In a devastating hit to global world heritage, vandals struck South Australia’s Koonalda Cave on on Nullarbor Plain, destroying 30,000-year-old artwork at the national heritage site. The cave is considered sacred by its owners, the Mirning people.
“This is quite frankly shocking,” South Australia Attorney-General and Aboriginal Affairs Minister, Kyam Maher, told Australia’s ABC Radio. “These caves are some of the earliest evidence of Aboriginal occupation of that part of the country.”
He called for a “severe penalty” for those responsible. Under the law, damaging an Aboriginal site could lead to six months jail time or a fine of A$10,000 ($6,700).

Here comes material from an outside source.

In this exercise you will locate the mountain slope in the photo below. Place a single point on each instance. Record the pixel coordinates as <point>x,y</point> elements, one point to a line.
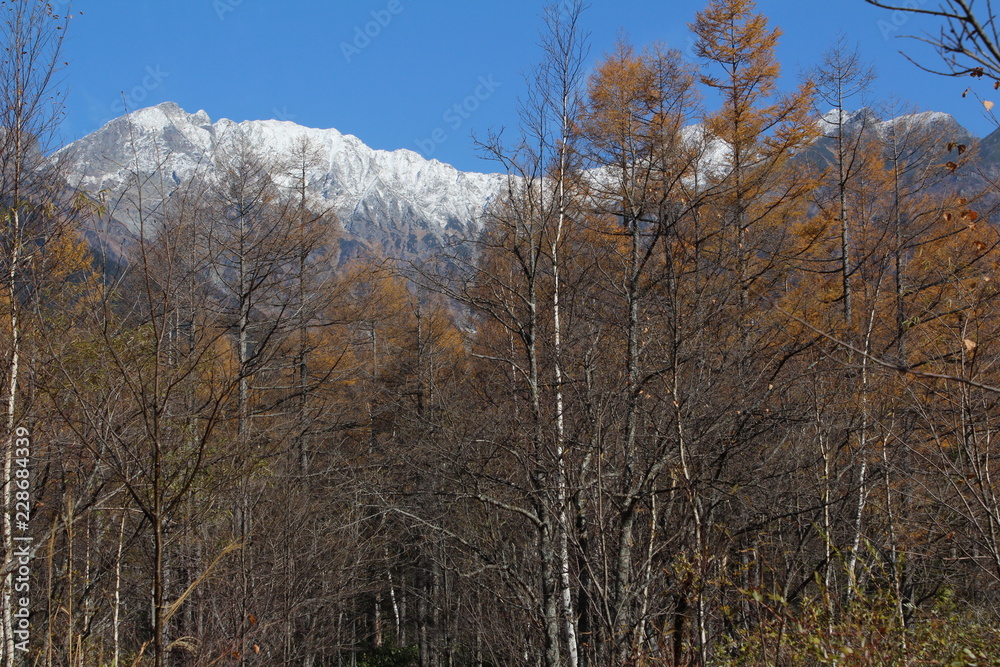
<point>396,200</point>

The cave is protected by a steel gate installed in the 1980s, but the vandals appear to have dug under it to break in. Due to national heritage laws and governmental bureaucracy, even the Mirning people need to get a key from the environment department in order to access the site, making it difficult for them to properly safeguard it.
The ancient rock art is now obscured by graffiti, with messages like “don’t look now, but this is a death cave” scrawled across the age-old markings.
“The vandals caused a huge amount of damage. The art is not recoverable,” Keryn Walshe, an archaeologist of ancient Aboriginal sites, told the Guardian. “The surface of the cave is very soft. It is not possible to remove the graffiti without destroying the art underneath. It’s a massive, tragic loss to have it defaced to this degree.”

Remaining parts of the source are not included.